Miami-based artist Claudia La Bianca might be an exception to the rule altogether. With her sculptures and sketches featured across the globe, La Bianca is just one of the many females who are changing the world and serving as an icon for the modern female artist. A self-proclaimed feminist, she encourages women to lift one another up and emphasizes the importance of expressing one’s individuality.
As of now, you might spot her massive murals around the Wynwood Walls and Art District of Miami, the center of modern street-art culture. Time after time, her colorful portraits depict women in empowering positions, highlighting their versatility and encouraging self-love: “I believe men do a good job in their brotherhood, and we should do the same in our sisterhood” she insists. And evidently, La Bianca practices what she preaches. In a recent collaboration with handwritten artist Renda Writer, a woman holds up her paint-stained fingers, with the background behind her reading “She’s so confident.” In each piece she creates, she hopes to convey that “women around the globe [are] incredible creatures; [the cradle of creative energy].” Nevertheless, La Bianca’s focus on female empowerment isn’t restricted to the streets of Wynwood.
In her most recent project, La Bianca is turning to the issue most pervasive in current society: the outbreak of COVID-19. Letting her creative side do the talking, she is painting larger than life murals of what she calls the “real heroes” of the Coronavirus pandemic – an empowering tribute to women in healthcare around the globe. In scrubs, masks, and superhero-esque capes, the women she brings to life represent her appreciation of the work of the doctors, nurses, and other health professionals putting their lives on the line for the sake of others.
A true force to be reckoned with, her street-art installations, both new and old, have spanned from her home country of Italy to America, making urban areas her playground. With pieces selling for over $4,000 each, her artistry impacts the cities of Philadelphia, New York, and Los Angeles. Such a reach has her name known by locals and tourists alike, crossing platforms like Instagram and Facebook and garnering a massive following. La Bianca credits her virtual success down to one trait; nothing can stop her creative flow: “Beast Mode is what I activate when I attack a wall — full force — just like a beast, madly passionate and aggressive. When creating, you’ve got to be in that mode.” However, La Bianca notes that she doesn’t limit herself when it comes to creative mediums.

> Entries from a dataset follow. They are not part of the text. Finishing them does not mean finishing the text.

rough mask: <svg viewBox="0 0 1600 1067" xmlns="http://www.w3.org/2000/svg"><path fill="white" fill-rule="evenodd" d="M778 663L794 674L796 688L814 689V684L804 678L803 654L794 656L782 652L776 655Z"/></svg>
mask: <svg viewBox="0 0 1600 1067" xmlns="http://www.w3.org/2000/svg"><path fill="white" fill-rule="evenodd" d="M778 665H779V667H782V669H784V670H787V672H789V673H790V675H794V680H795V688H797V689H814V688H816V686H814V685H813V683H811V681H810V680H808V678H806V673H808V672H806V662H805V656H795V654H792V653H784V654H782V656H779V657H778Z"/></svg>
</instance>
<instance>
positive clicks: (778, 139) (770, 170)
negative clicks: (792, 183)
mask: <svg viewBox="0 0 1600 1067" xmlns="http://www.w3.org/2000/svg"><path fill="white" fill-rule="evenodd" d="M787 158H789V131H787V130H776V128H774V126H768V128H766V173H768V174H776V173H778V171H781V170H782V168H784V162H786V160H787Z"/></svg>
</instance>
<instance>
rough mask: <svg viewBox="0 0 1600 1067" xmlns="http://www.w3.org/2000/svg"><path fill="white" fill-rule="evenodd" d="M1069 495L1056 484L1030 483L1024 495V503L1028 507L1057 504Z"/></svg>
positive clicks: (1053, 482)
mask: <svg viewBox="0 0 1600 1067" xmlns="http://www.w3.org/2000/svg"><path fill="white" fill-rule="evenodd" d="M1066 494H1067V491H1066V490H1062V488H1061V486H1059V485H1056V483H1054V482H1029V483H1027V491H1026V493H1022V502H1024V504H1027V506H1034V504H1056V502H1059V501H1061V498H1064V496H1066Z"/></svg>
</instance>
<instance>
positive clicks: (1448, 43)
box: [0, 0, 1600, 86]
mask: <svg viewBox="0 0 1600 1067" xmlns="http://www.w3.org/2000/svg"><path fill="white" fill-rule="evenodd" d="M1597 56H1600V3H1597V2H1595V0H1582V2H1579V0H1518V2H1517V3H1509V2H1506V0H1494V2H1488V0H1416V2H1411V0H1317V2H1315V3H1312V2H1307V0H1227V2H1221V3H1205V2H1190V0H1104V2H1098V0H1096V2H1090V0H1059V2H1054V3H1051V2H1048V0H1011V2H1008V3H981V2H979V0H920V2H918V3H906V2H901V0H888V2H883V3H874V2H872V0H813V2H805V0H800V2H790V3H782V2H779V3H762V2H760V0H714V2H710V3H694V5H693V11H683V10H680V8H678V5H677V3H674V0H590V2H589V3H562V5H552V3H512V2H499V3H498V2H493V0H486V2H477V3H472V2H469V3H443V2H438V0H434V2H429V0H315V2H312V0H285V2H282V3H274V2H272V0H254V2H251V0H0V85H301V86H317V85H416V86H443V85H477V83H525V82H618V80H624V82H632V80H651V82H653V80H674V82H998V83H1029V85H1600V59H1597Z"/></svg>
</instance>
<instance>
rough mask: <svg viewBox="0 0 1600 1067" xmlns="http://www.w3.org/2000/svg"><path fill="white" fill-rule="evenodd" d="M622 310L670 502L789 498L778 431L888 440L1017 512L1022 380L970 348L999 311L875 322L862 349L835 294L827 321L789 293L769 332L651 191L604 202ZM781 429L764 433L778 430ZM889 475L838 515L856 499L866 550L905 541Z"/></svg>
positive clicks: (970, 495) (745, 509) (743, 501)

In her spare time, you might find La Bianca at the piano, composing an original score. She’s no stranger to this kind of work. For one of her feature films, La Bianca composed an entirely original score, upon which she is accredited as not only writer, but also editor, director, and producer. (Talk about a quadruple-threat.) Her work on Island (2018), The Journey of a Dragonfly (2014), and Un cuore dentro al mare (2008) speak for themselves.
Exposing the public to highly successful female role models like La Bianca might just be the key to breaking the stereotype of social influence once and for all. Who runs the world again?